Jonathan Newell talks to Solartron Metrology about how its digital measurement system reaches into the heart of the automotive industry.
Industry 4.0 is something very new to many industries. It requires a shift in thinking to bring connected intelligence to the shop floor, through information processing at the edge of the network, smart sensors and decision making software.
However, for some companies, connected industry is something that they’ve already been offering for a long time – the advent of I4.0 merely provides them with more filaments in the web of collaborative devices.
One such company is Solartron Metrology, part of Ametek Ultra Precision Technologies. I met the company’s Justin Cottrell and James Leighton at the Advanced Engineering Show in November at the NEC, where I saw the company’s Orbit 3 Digital Measurement System. This is a modular approach to gathering and sharing linear measuring transducer data, as well as data from other types of sensors.
The purpose of Orbit 3 is to bring all measurement sensors into one network and eliminate the necessity for analogue transducers and amplifiers, which would require individually setting up and maintaining.

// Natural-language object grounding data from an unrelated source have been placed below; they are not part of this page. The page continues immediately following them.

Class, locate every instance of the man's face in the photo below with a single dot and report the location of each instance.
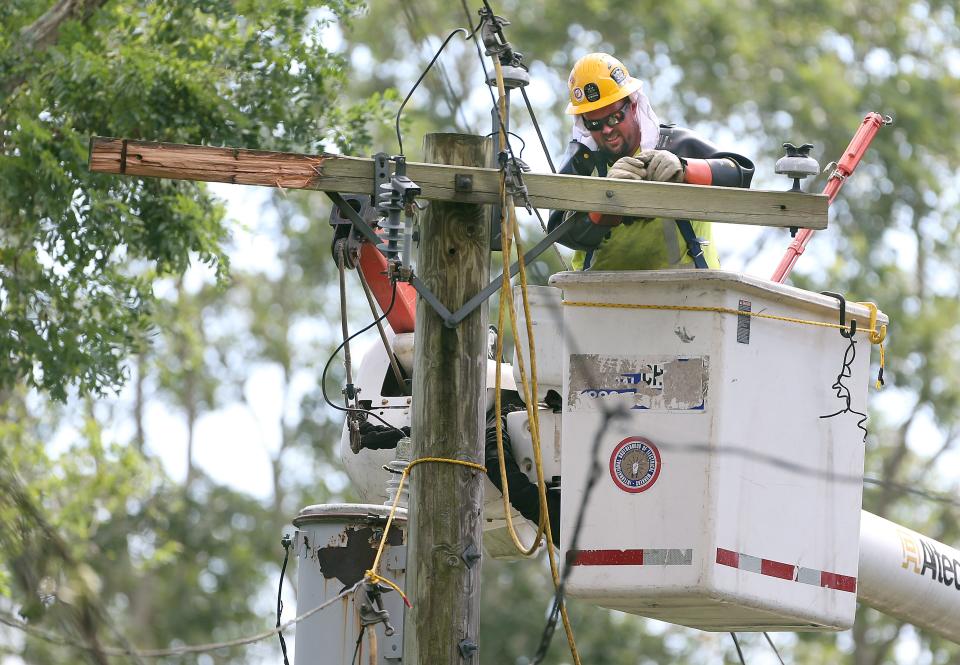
(615, 128)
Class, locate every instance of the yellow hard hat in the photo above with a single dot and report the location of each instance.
(597, 80)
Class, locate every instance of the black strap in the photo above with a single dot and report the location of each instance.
(693, 243)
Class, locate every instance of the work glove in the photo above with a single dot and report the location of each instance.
(628, 168)
(661, 166)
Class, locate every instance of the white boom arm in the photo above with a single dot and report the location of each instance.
(910, 577)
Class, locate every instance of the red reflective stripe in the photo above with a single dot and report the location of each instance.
(605, 558)
(728, 558)
(776, 569)
(838, 582)
(698, 172)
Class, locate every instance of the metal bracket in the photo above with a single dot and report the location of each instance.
(371, 607)
(471, 555)
(847, 334)
(452, 320)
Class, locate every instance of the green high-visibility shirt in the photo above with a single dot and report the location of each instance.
(649, 244)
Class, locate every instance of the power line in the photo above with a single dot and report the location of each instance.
(53, 638)
(449, 94)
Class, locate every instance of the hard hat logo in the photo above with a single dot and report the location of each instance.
(598, 80)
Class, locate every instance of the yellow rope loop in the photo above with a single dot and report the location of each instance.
(372, 574)
(876, 336)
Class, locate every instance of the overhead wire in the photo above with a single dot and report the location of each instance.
(422, 75)
(508, 231)
(52, 638)
(449, 95)
(502, 121)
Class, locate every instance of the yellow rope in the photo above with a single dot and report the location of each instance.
(372, 574)
(530, 396)
(876, 335)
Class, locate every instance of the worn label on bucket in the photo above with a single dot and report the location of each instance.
(657, 383)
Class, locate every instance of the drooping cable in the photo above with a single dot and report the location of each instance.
(286, 542)
(501, 119)
(326, 367)
(774, 647)
(356, 649)
(509, 234)
(422, 75)
(736, 643)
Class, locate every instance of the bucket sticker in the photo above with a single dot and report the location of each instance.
(656, 383)
(635, 464)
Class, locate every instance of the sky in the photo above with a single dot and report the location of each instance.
(233, 445)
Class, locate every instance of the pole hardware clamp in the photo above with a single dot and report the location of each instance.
(467, 648)
(371, 607)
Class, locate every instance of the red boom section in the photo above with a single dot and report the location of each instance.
(373, 264)
(851, 158)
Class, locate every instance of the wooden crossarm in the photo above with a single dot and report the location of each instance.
(329, 172)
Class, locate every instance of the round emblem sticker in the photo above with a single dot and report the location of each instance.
(635, 464)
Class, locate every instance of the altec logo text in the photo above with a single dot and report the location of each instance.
(942, 567)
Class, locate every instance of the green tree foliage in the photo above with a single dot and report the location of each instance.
(77, 251)
(98, 545)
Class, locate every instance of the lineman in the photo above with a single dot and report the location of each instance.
(617, 134)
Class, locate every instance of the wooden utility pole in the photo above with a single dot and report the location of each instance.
(449, 382)
(354, 175)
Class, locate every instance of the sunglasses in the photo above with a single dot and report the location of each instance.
(611, 120)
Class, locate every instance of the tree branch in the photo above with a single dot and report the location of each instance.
(45, 30)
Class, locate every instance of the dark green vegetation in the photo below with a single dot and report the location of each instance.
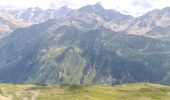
(86, 47)
(140, 91)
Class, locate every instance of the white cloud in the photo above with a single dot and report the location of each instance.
(133, 7)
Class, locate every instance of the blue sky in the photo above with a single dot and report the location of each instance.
(133, 7)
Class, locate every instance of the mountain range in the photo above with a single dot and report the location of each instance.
(90, 45)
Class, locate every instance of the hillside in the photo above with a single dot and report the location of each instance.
(82, 48)
(141, 91)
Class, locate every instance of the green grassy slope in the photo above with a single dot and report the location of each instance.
(140, 91)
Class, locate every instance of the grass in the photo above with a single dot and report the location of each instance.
(138, 91)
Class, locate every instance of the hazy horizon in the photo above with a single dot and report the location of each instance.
(131, 7)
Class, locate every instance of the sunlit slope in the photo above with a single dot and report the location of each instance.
(142, 91)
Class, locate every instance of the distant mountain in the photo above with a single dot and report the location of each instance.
(90, 45)
(8, 23)
(37, 15)
(112, 19)
(154, 24)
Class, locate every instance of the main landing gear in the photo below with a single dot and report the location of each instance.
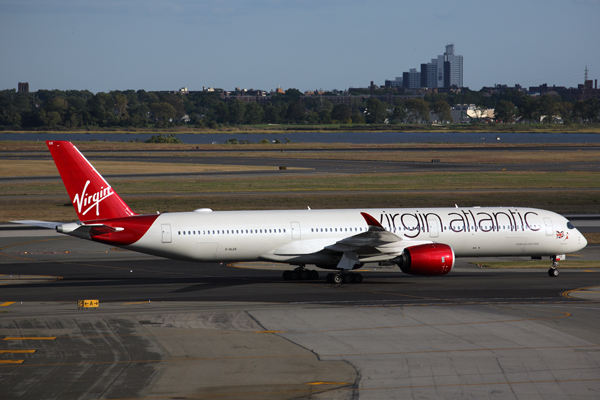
(553, 271)
(300, 273)
(344, 277)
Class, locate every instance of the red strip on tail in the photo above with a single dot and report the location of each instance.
(92, 197)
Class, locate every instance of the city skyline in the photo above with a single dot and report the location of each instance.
(303, 44)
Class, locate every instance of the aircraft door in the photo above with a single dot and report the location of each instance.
(166, 233)
(434, 230)
(549, 229)
(296, 234)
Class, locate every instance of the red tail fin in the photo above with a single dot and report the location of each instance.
(92, 197)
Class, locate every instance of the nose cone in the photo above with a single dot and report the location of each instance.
(582, 240)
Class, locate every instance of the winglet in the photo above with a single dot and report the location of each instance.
(372, 222)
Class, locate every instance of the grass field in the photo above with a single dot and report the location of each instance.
(46, 167)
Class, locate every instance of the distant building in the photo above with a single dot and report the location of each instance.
(23, 87)
(395, 83)
(444, 71)
(411, 79)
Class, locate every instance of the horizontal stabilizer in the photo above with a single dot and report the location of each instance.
(41, 224)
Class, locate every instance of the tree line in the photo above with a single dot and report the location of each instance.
(73, 109)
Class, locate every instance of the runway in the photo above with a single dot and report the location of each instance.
(168, 329)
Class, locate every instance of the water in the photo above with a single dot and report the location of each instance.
(328, 137)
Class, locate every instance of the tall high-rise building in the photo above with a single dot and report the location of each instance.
(411, 79)
(444, 71)
(452, 68)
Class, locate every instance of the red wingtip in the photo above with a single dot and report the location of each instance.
(371, 221)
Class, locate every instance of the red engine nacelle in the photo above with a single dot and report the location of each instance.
(427, 259)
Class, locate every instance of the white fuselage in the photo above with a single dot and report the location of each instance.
(295, 236)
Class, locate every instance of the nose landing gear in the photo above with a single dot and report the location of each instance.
(344, 277)
(300, 273)
(553, 271)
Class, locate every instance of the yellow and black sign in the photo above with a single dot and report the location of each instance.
(88, 303)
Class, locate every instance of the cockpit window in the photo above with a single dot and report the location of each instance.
(570, 225)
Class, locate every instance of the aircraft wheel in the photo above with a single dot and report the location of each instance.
(330, 277)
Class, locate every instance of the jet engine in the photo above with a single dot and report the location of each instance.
(427, 259)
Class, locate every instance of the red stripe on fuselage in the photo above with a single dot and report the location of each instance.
(133, 229)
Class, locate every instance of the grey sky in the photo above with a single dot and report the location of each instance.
(104, 45)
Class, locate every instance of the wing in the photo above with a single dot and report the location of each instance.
(376, 244)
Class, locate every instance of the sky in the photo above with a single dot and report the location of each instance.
(104, 45)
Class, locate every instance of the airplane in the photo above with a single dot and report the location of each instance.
(420, 241)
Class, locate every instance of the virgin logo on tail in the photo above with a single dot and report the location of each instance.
(92, 200)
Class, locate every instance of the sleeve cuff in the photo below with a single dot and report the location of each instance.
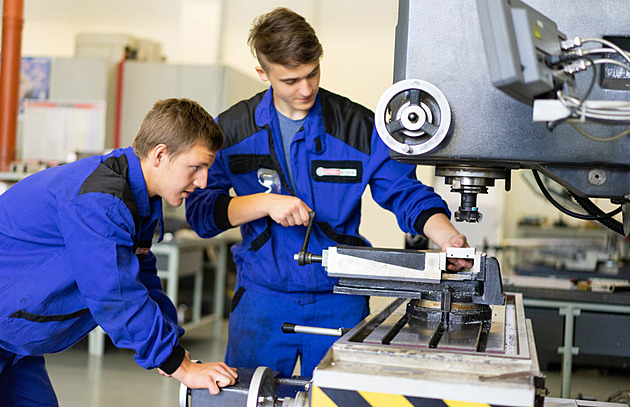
(424, 217)
(221, 219)
(174, 361)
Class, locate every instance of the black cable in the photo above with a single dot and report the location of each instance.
(566, 211)
(572, 114)
(590, 87)
(591, 208)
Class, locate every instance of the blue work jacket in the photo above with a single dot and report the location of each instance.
(333, 157)
(74, 253)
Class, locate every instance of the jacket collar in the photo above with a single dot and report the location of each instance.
(266, 114)
(147, 207)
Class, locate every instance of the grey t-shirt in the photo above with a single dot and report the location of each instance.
(288, 128)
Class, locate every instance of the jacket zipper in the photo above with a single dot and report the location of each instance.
(276, 162)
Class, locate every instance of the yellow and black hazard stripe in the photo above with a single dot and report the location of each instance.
(325, 397)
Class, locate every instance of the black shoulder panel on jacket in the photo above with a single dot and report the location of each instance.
(112, 177)
(239, 121)
(347, 121)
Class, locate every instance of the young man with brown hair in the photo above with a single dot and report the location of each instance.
(75, 253)
(289, 150)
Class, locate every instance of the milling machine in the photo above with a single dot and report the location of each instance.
(462, 100)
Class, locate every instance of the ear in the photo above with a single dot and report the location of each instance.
(158, 155)
(262, 74)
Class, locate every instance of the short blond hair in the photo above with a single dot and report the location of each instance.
(180, 124)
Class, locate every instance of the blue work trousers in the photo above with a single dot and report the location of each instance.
(24, 381)
(255, 327)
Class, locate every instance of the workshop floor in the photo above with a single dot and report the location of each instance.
(81, 380)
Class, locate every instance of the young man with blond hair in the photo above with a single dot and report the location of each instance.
(75, 253)
(289, 150)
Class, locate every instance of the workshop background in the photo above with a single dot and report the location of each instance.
(181, 41)
(358, 39)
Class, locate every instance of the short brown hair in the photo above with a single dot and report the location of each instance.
(283, 37)
(180, 124)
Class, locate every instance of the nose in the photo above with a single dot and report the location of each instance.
(201, 181)
(305, 88)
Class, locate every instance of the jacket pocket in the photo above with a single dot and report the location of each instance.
(237, 298)
(29, 316)
(244, 163)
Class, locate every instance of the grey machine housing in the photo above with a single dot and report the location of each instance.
(487, 59)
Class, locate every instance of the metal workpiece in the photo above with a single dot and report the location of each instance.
(503, 374)
(260, 387)
(412, 273)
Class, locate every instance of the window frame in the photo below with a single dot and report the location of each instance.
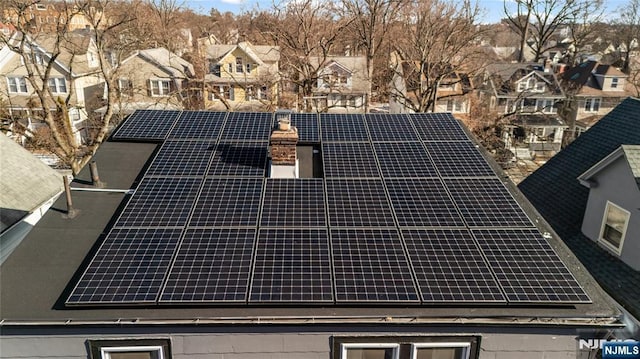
(449, 345)
(406, 345)
(393, 346)
(161, 92)
(18, 81)
(102, 348)
(57, 85)
(605, 241)
(592, 104)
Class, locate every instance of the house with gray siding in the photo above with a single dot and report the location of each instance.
(588, 193)
(90, 286)
(611, 215)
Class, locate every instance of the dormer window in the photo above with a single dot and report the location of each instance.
(239, 66)
(614, 82)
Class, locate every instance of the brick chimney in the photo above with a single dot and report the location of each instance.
(283, 142)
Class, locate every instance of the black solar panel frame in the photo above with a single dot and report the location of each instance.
(295, 202)
(247, 127)
(182, 158)
(450, 268)
(200, 125)
(292, 266)
(392, 128)
(527, 267)
(385, 276)
(129, 267)
(343, 128)
(212, 265)
(146, 126)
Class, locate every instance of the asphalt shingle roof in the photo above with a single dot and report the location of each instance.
(557, 194)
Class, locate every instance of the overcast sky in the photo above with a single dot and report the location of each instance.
(493, 8)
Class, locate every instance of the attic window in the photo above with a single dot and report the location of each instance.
(614, 227)
(130, 349)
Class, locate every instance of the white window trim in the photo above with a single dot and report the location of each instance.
(57, 85)
(466, 348)
(160, 89)
(105, 352)
(345, 346)
(17, 80)
(601, 239)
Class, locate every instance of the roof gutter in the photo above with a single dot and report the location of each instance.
(604, 322)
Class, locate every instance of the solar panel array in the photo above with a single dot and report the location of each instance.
(408, 212)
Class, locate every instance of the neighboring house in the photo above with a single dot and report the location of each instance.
(408, 83)
(528, 95)
(577, 213)
(452, 95)
(48, 16)
(593, 89)
(386, 247)
(611, 217)
(242, 76)
(343, 84)
(75, 73)
(28, 187)
(152, 79)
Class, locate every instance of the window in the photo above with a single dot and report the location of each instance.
(17, 84)
(239, 65)
(441, 350)
(160, 87)
(130, 349)
(592, 105)
(415, 347)
(58, 85)
(546, 106)
(614, 227)
(125, 87)
(370, 351)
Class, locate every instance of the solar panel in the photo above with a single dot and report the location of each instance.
(292, 265)
(485, 202)
(212, 265)
(129, 267)
(358, 202)
(458, 159)
(198, 125)
(438, 127)
(342, 127)
(160, 202)
(247, 126)
(147, 125)
(239, 159)
(422, 202)
(370, 266)
(527, 268)
(349, 160)
(228, 202)
(390, 128)
(293, 203)
(404, 159)
(307, 125)
(449, 267)
(182, 158)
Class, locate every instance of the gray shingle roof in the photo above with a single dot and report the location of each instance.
(557, 194)
(26, 183)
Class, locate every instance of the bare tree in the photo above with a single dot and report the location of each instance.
(437, 46)
(304, 30)
(59, 134)
(372, 21)
(628, 31)
(539, 20)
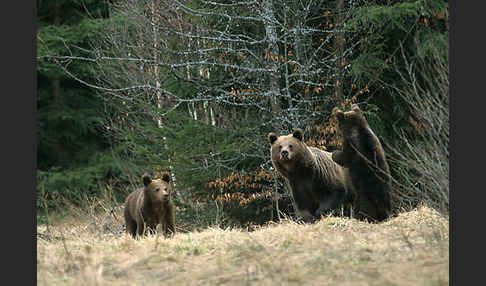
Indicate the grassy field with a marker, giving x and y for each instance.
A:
(410, 249)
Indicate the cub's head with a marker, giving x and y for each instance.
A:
(159, 190)
(350, 121)
(288, 149)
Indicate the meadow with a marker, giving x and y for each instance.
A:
(411, 248)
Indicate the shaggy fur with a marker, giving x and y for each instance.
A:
(363, 155)
(318, 185)
(149, 206)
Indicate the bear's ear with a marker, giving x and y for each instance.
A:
(146, 179)
(272, 137)
(339, 115)
(166, 177)
(299, 134)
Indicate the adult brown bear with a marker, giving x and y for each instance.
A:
(149, 206)
(363, 155)
(317, 183)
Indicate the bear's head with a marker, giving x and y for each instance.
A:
(158, 191)
(350, 122)
(287, 150)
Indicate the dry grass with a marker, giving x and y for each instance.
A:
(410, 249)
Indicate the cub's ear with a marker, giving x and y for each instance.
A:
(339, 115)
(146, 179)
(272, 137)
(355, 108)
(166, 177)
(299, 134)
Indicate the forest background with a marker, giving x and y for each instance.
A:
(194, 87)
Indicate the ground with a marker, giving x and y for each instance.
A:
(410, 249)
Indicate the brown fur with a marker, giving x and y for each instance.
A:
(149, 206)
(317, 183)
(365, 158)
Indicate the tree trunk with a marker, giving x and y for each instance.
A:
(339, 48)
(273, 52)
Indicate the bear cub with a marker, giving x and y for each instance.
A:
(364, 156)
(318, 185)
(149, 206)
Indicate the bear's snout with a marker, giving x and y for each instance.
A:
(284, 154)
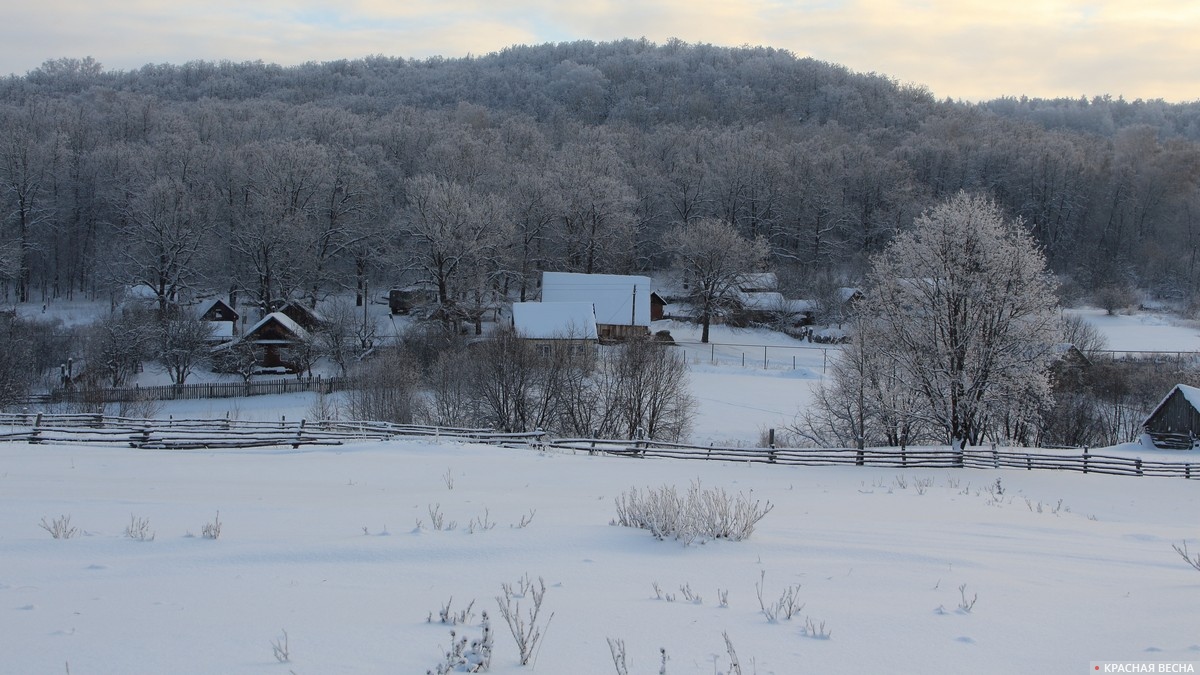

The modular system comprises measurement modules, PC and network controllers, drivers and software applications, all designed to make the capture of data easier.
The DIN-rail-mounted system can be used with third party sensors and transducers. It can be related to linear measurement, temperature and pressure monitoring, as well as other applications, the data from which can be shared across the connected network.
A software development kit (SDK) is available to engineers for programming the output from the DAQ units to provide the information needed, such as absolute measurements, comparisons to standard, degree of conformance, process drift or a simple pass/fail decision.
Solartron Metrology produces a range of different sensor probes with accuracies down to fractions of microns which can be arranged in arrays for performing measurement and gauging on components. This technique is frequently used for comparing production parts to an established “gold product”.
At the inspection station, the output can be a simple pass or fail decision, but the data from the sensor array can also be analysed by engineers to detect a drift in process parameters and take action before parts start to reach tolerance limits and fail inspection.
According to Cottrell, there are still often instances in the automotive industry and generally in mechanical assemblies where absolute measurement and tolerance conformance is not a pressing issue – this is because there is still some selective assembly in the industry, whereby an oversized part can be mated with a correspondingly undersized part.
However, this is much less the case now than in the past and sensitivity to tolerance is increasing in the automotive industry, especially as maintenance issues make selective assembly an issue of poor repeatability and quality.
Cottrell gave the example of where sensor probes of different sizes that can go down to 3mm diameter are used for piston crown inspection. “The profile of the piston crown is something on which the sensors can be used as a gauge. 3mm sensor probes can be arranged in a tight array and offered up to the gold standard, the software records the readings and then a production part is placed in the sensor array in place of the gold standard and gauged,” he explained.
The profile of parts is not limited to precision engine components, but increasingly also on parts that may not have previously been associated with tight tolerances. “We are seeing changes in the automotive industry which are creating more demands on the sensor systems made by us,” said Cottrell. “One such change is in the measurement of windscreen profiles, something for which there is no flexibility in tolerance.”